Clarke shook her head. ‘I know you and Ronnie did.’ She dug into the files on her desk, finding one of the transcripts. ‘How’s she doing?’

‘She’s got her sister looking after her.’

‘Well, that’s something. Who’s the liaison officer?’

‘Gina Hendry. She says she knows you.’

Clarke nodded. ‘We go back a bit. I’ll talk to her.’

‘Tomorrow maybe, eh, boss?’ Esson was holding up her phone, screen towards Clarke so she could see the time display.

‘Already?’ Clarke turned towards the window. Outside it had grown dark.

‘Been a long day, and I think it’s my turn to get them in.’

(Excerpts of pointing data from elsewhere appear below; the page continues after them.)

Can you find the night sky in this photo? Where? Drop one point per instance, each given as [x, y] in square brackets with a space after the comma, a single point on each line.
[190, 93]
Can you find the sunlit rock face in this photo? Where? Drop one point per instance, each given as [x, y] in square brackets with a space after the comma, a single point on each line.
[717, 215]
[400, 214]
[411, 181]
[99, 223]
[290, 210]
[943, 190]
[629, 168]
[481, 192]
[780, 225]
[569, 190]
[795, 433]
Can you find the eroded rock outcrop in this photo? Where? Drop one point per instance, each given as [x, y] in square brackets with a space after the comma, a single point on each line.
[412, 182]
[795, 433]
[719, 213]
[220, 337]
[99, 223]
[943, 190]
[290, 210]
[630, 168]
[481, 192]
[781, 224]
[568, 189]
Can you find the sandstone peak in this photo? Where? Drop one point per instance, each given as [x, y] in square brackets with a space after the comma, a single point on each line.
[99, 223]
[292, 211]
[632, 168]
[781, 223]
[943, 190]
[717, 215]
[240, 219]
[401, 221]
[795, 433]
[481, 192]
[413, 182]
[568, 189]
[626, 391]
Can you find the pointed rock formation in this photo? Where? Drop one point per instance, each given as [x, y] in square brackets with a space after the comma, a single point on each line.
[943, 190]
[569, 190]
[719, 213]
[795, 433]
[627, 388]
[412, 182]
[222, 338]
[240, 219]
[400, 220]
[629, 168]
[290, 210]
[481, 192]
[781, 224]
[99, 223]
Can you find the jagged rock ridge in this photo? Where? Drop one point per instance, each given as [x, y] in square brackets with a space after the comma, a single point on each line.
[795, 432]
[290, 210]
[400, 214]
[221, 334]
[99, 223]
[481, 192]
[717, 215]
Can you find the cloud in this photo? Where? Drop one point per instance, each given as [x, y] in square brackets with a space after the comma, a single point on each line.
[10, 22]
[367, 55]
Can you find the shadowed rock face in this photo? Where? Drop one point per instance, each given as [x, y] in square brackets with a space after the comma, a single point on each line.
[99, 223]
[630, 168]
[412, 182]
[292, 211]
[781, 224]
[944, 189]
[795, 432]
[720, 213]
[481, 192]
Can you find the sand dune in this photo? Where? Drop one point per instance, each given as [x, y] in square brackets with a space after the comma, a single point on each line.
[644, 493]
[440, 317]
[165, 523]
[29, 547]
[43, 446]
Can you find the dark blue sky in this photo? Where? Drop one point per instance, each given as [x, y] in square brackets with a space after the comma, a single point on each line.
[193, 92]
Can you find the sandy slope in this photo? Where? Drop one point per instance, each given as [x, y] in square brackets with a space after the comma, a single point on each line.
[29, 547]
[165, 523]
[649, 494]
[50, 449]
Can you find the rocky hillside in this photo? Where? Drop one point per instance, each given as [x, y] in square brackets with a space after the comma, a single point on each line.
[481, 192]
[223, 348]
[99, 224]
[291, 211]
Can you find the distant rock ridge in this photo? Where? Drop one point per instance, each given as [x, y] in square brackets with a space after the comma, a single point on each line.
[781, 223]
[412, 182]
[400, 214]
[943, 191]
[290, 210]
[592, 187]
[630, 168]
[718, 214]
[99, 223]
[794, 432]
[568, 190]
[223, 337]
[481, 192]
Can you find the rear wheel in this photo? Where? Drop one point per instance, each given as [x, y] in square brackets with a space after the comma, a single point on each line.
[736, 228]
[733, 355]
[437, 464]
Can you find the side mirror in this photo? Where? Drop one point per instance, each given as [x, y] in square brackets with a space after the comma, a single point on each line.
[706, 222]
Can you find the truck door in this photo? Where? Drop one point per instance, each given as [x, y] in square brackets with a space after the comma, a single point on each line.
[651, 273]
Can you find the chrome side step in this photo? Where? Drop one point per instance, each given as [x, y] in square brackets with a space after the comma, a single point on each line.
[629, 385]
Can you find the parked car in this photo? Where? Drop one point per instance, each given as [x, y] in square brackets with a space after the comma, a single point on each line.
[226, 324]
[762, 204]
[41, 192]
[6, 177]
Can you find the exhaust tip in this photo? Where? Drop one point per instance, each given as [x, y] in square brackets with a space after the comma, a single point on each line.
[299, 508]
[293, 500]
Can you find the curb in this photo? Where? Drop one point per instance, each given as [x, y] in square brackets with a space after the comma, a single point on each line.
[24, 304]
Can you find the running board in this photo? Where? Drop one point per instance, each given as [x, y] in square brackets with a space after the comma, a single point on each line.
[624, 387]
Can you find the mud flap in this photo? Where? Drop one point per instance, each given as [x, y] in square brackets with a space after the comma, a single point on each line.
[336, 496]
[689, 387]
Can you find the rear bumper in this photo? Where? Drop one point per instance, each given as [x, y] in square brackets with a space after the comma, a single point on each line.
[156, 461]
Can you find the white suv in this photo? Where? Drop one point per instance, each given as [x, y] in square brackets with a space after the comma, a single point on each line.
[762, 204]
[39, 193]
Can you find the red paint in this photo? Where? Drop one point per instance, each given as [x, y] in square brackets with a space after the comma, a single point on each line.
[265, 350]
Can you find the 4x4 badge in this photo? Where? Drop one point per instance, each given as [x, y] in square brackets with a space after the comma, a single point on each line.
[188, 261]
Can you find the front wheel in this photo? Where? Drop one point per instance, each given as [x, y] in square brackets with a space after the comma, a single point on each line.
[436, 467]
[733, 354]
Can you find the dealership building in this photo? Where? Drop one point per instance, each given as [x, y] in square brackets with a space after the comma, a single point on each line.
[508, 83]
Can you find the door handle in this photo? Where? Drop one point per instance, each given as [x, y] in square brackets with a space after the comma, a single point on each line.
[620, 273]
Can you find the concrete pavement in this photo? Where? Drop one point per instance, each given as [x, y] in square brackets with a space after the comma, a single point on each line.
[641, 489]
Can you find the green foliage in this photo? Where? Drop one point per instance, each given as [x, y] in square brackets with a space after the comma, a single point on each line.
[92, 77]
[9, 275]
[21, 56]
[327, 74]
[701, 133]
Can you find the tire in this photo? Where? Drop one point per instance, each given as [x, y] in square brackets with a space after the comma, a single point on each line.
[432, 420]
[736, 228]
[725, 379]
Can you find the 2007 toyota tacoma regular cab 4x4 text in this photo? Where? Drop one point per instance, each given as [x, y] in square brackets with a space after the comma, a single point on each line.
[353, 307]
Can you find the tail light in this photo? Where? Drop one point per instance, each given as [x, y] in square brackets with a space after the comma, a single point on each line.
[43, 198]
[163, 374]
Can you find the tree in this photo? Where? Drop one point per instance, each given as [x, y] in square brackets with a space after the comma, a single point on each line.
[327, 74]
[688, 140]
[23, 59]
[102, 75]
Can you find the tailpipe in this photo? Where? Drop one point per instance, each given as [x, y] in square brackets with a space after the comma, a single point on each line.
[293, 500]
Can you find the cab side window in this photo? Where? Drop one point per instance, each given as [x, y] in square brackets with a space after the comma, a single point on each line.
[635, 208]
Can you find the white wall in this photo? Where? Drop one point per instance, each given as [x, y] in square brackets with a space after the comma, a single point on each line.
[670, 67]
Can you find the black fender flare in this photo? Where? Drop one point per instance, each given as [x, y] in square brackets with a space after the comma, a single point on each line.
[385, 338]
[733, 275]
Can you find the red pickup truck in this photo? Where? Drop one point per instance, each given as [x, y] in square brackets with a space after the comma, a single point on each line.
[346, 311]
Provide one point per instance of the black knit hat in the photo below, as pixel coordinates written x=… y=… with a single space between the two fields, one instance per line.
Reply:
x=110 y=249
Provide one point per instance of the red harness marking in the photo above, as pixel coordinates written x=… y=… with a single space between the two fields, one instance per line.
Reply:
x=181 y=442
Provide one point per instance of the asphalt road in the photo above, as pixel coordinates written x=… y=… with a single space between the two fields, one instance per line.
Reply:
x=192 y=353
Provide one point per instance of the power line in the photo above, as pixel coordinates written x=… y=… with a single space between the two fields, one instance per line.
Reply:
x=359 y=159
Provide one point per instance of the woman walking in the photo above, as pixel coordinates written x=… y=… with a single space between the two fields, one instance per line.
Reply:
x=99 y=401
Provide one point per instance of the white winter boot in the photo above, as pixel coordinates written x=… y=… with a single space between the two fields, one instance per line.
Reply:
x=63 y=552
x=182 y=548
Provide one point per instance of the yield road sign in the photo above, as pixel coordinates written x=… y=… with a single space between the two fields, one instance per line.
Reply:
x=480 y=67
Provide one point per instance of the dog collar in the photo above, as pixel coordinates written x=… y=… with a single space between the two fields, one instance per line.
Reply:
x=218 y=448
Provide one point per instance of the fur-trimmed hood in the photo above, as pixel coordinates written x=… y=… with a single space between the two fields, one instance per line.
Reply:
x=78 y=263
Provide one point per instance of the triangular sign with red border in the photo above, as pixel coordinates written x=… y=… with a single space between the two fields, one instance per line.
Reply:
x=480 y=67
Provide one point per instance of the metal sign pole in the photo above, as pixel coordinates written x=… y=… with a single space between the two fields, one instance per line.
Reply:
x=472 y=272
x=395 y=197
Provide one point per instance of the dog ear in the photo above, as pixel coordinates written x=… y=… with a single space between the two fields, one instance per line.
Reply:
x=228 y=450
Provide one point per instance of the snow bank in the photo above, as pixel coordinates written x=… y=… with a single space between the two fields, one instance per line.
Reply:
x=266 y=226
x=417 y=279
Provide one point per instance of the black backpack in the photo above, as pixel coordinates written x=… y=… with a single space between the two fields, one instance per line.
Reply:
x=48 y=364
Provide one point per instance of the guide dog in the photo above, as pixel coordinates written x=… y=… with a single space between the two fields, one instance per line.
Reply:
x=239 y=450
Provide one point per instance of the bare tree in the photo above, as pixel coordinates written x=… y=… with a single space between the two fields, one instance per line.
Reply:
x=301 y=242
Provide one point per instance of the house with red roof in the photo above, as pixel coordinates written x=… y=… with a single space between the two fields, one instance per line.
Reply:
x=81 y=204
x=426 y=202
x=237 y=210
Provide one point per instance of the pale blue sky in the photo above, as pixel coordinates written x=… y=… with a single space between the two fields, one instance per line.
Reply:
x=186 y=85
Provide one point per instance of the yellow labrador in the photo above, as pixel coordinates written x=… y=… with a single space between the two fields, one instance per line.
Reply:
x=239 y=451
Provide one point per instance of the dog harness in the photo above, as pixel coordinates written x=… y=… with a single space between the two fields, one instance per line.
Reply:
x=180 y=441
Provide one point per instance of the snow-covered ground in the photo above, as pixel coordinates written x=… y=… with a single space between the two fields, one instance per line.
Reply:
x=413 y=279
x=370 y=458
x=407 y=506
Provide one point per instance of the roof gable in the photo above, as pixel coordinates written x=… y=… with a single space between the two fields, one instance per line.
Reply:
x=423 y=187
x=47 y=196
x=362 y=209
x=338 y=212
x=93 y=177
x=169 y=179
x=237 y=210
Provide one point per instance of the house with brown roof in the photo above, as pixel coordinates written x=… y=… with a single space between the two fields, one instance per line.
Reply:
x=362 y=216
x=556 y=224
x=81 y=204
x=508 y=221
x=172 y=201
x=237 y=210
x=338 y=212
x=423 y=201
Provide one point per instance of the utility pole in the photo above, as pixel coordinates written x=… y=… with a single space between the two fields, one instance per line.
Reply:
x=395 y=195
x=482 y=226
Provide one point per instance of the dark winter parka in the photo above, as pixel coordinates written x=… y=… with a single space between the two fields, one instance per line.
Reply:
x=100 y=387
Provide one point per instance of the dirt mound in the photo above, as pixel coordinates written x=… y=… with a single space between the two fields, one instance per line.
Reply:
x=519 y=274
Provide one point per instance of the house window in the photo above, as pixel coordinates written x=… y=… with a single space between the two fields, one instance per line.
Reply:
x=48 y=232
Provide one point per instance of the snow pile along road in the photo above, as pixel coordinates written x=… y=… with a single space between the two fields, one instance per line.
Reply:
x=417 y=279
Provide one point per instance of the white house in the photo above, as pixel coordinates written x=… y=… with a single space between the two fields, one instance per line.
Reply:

‘You make a compelling case, Detective Constable Esson.’ Clarke reached down to the floor for her shoulder bag.

Siobhan Clarke lived in a tenement flat just off Broughton Street, not much more than a five-minute walk from Gayfield Square. Esson had taken her to a bar on Leith Walk, where they’d shared some nachos to go with their drinks. Leith Walk itself was the usual mess, courtesy of the roadworks for the new tram line. Some sections of pavement were all but inaccessible, and the bar owner had hung a banner above the door to let potential customers know that Yes We ARE Open — And Ready To Serve You! Clarke wasn’t sure how far a single plate of nachos and two rounds of gin and tonics would boost his coffers. As they’d left, he’d said he hoped to see them again soon.